I do think that we all have certain aspects to our personality or mindset which either goes deeper than social conditioning, or is fixed at a very early age: You and I have a certain facility for abstract mathematical thought that many (otherwise highly intelligent, splendid and clever) people don't have - and as poetreader says, that doesn't make us necessarily better or worse people, just different.

Another example: some people have (chiral, rather than political) concepts of "left" and "right" wired into their brain at a deep level - I don't, and have to think for about half a second before I know which one's which.

So I do accept that we're all different on some deep level, but I'm undecided whether this is inherent or conditioned: maybe I was never taught the words for left and right until that bit of my brain had set, maybe non-mathematicians aren't exposed to pattern-recognition games at an early enough age. Or maybe I was always going to be an achiral mathematician, and nothing was going to change that.

I'm also undecided whether gender or sex has anything to do with this: if these deeply-embedded traits are due to early conditioning, then maybe it needn't; if they're inherent then possibly it might.

I also disagree that it's a "slur on woman-ness" to encourage or enable women to fulfil roles that have traditionally been reserved for men: I think that people should be free to do whatever they like (subject to obvious legal caveats, and matters of informed consent, etc) without being unduly constrained by what previous generations thought. For that matter, are men who choose to do traditionally female roles in some way betraying their "man-ness"?

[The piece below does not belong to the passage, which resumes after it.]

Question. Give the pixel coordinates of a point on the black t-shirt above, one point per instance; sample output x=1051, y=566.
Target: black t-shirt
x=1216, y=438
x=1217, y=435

Anyway, you seem to agree that women are in principle just as capable as men of fulfilling the pastoral, academic and leadership aspects of being a priest (whether or not this might harm some sort of inherent "woman-ness" they might have). Part of your position seems to be that there is (a) some mystical additional aspect to being a priest, over and above the pastoral/academic/etc stuff, that (b) women inherently don't and can't have. Have I understood this correctly?

If so, then I can certainly accept that (a) is at least consistent with the rest of your belief system, but (b) seems to be the sticking point.

Interesting. I'll have to think about this some more.